Back in 1991, the tense “Cold War” environment of the post-WWII era was coming to an end. President George H.W. Bush, a veteran fighter pilot in WWII and “Cold War Warrior,” addressed the U.S. Congress (January 19th) to deliver his State of the Union address.
“We stand at a defining hour,” he declared. “What is at stake is more than one small country (referring to Iraq at that moment); it is a big idea – a New World Order, where diverse nations are drawn together in common cause to achieve the universal aspirations of mankind…peace, security, freedom, and the rule of law. Such is a world worthy of our struggle and worthy of our children’s future.”
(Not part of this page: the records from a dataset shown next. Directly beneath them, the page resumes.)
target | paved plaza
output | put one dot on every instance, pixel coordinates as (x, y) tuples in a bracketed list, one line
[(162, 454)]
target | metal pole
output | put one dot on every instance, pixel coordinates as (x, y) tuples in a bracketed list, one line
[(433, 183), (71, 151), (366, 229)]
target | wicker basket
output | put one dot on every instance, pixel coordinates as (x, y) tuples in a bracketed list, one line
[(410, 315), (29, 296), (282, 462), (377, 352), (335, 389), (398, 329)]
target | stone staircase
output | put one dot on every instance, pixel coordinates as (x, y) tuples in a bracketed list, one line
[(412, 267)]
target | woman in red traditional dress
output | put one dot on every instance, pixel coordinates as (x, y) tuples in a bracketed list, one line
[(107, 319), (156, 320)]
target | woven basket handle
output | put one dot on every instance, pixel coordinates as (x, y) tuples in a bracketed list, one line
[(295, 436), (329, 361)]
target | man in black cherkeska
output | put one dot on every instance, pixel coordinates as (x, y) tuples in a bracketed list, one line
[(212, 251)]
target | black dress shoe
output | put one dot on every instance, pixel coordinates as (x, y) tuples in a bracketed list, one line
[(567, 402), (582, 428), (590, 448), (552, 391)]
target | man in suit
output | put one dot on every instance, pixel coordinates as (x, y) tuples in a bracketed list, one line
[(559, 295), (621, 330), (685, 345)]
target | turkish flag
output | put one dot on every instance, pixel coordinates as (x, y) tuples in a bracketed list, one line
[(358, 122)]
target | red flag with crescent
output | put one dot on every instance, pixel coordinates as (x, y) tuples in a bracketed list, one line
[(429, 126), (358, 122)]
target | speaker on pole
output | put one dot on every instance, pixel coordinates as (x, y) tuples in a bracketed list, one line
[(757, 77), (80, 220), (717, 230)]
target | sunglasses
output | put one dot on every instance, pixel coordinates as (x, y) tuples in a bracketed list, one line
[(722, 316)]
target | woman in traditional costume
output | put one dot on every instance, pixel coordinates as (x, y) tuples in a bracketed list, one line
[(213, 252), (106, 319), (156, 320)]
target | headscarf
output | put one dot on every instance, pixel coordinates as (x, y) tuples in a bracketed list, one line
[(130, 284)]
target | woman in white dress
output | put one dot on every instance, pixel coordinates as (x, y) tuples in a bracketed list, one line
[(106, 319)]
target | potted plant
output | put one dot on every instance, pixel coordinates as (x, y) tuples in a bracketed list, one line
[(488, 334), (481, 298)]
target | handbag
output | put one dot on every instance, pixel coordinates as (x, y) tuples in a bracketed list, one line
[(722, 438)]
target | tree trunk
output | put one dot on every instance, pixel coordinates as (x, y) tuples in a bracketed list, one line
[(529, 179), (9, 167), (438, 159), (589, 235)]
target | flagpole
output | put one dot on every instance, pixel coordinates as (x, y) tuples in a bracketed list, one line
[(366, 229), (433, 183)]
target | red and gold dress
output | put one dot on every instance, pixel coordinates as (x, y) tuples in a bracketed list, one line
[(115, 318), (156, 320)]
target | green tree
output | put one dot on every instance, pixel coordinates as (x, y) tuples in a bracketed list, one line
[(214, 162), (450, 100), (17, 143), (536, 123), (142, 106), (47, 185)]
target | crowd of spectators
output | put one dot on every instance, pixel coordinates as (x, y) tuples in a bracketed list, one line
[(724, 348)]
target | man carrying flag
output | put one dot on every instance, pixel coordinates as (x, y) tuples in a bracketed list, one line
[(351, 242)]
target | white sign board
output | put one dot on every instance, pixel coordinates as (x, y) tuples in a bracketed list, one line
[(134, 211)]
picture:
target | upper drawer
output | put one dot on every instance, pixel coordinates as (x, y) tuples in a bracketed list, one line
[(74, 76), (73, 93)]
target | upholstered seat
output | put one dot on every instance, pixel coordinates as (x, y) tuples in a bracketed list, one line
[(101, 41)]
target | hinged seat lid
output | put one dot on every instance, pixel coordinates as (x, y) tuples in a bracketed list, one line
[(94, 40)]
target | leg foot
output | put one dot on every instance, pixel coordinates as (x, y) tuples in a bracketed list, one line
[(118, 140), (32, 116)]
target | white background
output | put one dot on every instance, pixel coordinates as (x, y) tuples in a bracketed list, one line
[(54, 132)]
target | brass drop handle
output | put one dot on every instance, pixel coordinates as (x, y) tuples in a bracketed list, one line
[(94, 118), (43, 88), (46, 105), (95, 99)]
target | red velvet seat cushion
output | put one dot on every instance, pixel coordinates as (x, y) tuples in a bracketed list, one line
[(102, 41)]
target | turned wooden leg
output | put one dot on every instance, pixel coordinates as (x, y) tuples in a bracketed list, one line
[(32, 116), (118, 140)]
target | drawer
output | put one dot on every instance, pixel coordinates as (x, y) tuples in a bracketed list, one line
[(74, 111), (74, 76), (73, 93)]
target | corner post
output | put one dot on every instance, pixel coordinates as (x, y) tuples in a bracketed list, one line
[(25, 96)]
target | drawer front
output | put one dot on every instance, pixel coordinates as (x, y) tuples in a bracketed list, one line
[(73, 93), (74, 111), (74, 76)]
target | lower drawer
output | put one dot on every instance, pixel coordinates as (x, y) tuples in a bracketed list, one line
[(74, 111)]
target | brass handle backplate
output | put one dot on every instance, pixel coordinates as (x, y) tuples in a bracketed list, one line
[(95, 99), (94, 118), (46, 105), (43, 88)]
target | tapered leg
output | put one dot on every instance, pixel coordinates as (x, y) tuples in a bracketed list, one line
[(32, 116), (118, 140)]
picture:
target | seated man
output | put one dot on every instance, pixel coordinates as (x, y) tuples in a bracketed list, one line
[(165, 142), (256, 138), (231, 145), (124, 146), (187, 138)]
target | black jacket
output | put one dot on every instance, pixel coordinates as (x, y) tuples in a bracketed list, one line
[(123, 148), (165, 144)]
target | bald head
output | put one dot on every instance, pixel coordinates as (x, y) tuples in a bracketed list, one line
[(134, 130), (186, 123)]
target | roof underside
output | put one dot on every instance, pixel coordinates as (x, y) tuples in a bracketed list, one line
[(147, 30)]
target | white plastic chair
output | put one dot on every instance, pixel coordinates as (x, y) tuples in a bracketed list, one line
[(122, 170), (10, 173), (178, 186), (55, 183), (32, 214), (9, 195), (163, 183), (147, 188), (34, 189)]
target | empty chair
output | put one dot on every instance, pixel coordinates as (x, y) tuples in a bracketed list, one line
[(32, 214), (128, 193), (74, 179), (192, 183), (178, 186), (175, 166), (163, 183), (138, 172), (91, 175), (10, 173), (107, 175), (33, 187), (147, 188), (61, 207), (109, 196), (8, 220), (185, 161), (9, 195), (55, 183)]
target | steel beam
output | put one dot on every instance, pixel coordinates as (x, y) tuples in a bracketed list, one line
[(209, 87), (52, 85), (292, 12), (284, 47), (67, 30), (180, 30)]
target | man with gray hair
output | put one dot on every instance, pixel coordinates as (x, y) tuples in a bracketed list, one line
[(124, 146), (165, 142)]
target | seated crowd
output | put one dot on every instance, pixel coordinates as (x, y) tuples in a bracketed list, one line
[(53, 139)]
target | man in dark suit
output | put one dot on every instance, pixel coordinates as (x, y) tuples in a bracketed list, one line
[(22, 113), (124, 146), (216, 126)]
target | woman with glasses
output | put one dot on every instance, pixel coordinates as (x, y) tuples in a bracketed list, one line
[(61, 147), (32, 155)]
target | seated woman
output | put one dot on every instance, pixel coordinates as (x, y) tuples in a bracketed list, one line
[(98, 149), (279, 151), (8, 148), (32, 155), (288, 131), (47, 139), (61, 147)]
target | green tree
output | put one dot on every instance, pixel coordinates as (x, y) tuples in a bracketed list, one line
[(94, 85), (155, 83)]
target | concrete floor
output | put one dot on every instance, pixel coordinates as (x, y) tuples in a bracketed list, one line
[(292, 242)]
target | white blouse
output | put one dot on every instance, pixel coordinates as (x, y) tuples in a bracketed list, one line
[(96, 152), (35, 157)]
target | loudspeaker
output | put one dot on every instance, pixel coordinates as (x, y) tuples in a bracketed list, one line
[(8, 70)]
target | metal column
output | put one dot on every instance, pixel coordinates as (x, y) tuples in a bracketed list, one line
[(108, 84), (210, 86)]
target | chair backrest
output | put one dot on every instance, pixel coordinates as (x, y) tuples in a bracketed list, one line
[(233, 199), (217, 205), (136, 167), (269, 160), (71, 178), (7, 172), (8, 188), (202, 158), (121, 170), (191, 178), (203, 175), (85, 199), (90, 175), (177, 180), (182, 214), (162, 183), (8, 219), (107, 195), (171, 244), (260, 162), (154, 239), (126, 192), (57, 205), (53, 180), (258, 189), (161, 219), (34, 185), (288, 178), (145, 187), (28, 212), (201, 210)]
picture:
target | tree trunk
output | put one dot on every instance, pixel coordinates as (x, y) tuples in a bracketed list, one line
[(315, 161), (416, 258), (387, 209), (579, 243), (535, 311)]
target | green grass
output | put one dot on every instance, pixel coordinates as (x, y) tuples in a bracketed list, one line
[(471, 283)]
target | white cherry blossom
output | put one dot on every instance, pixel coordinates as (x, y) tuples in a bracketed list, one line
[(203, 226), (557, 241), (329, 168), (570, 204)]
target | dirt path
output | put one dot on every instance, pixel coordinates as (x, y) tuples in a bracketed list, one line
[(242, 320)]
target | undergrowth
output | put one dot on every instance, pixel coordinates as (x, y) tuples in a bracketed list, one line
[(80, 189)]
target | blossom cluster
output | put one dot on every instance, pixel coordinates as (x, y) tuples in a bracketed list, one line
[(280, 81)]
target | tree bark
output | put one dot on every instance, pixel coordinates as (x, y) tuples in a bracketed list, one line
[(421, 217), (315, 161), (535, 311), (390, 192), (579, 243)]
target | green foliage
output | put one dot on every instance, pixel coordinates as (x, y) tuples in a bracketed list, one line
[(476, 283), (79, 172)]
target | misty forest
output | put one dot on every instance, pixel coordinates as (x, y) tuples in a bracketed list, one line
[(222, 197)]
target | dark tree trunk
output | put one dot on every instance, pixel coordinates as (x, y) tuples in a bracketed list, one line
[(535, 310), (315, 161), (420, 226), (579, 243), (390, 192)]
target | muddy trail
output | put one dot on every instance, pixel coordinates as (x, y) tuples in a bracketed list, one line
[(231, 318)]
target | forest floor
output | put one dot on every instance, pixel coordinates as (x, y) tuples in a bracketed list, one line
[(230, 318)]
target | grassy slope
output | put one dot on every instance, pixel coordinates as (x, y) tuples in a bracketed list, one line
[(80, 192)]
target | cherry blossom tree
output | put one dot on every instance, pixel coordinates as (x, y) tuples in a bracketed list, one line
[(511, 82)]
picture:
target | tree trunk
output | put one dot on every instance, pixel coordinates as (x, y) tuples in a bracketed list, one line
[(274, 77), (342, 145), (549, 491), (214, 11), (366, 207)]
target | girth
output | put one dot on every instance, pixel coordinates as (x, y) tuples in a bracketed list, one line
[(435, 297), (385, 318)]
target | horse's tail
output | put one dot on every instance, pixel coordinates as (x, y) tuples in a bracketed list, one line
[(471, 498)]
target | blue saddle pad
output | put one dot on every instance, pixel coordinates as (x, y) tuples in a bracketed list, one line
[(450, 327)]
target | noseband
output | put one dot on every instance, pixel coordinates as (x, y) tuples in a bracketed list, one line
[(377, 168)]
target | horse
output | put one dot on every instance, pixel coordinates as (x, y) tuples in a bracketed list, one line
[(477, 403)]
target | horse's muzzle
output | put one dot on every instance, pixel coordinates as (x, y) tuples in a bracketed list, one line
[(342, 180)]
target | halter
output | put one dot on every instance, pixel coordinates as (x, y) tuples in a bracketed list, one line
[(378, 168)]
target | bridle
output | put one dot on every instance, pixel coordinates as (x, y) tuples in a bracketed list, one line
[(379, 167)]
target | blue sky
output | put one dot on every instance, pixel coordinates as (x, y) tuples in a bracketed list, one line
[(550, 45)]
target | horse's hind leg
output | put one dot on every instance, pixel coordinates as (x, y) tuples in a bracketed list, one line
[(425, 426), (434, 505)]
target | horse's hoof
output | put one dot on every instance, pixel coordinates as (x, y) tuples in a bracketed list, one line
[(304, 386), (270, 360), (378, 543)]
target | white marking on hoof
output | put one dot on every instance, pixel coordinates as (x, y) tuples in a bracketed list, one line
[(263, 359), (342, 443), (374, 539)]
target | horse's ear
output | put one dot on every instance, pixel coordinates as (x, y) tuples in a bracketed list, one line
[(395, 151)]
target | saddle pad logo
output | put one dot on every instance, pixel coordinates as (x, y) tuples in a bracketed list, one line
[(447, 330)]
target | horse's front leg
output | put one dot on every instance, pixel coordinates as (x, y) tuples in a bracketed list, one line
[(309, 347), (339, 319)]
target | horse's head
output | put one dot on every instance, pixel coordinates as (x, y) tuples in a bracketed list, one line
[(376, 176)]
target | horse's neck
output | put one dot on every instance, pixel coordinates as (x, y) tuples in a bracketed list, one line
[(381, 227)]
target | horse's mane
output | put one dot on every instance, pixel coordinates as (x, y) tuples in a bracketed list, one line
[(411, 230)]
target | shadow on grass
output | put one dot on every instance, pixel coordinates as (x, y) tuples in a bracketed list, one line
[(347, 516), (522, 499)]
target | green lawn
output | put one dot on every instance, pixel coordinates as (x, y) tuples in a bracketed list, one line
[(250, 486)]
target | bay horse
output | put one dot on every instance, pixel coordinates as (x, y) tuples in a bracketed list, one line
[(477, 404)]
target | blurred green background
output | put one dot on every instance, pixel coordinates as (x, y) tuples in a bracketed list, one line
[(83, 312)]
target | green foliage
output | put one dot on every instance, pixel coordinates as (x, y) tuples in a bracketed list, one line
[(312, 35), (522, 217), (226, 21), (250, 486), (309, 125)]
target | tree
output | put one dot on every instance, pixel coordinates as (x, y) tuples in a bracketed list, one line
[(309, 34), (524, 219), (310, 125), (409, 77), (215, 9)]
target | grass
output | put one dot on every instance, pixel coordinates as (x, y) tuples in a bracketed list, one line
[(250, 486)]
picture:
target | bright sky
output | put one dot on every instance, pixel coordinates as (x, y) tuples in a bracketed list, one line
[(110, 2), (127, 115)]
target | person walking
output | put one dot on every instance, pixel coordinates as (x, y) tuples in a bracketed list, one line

While the comments included references to the winding down of the Cold War and the enduring division of nations into two competing blocs (the USA and USSR) and standing-by status of “the Third World” of developing nations, the term “New World Order” captured the imagination and has endured. But what does it mean?
Among other things, it means a freer flow of goods, capital and people among the nations of the world, relatively more peaceful conditions and more freedom to create more opportunity in every corner of the globe. And that meant the s-t-r-e-t-c-h-i-n-g of the corporate procurement and sourcing efforts and the building of a much-more complex and far-flung supply chain for many developed society companies.
And as that supply chain became a more universal practice and more deeply embedded into the vital operations of the corporate sector, indeed many aspects of the “New World Order” became apparent. And questions began to arise: What are the conditions of the workers within your global supply chain? What are the environmental protections being put in place as the local suppliers in less-developed nations strive to produce more for the major customers in developed societies? What is your firm’s contributions to the well-being of the local community at which you source your goods?
Many company managements do struggle with the answers to these questions – and investors and stakeholders continue to raise questions about the nature of, the operation of, conditions within, the supply chain of many companies in their portfolios.
We have brought you numerous reports from around the world on the subject of global supply chains in these weekly newsletters. This week’s Top Story is about survey results from DNV GL; the company conducted a survey of professionals at global companies across Europe, the Americas and Asia – out of 1400 responses, 60 companies emerged as supply chain “sustainability leaders” based on attributes defined by DNV GL. You’ll want to read this.
The New World Order has come to define many business and investing activities over the 25-plus years since President Bush delivered his remarks. The USA has signed on to the WTO treaty, which was a departure from the traditional GATT talks encouraged by the U.S. after WW II.
The fundamentals of manufacturing have significantly been re-ordered over these years – with apparel and footwear and accessories as examples virtually disappearing from assembly lines in North America. Yes, we are living in the New World Order – ask a veteran purchasing manager or sourcing manager about that if you can – we are miles beyond the operating conditions of 1991.
With rising purchaser expectations of greater accountability on the part of companies they do business with, supply chain responsibilities inch closer and closer to the top of priorities. Tell us, show us, the mantra of the stakeholders seems to be!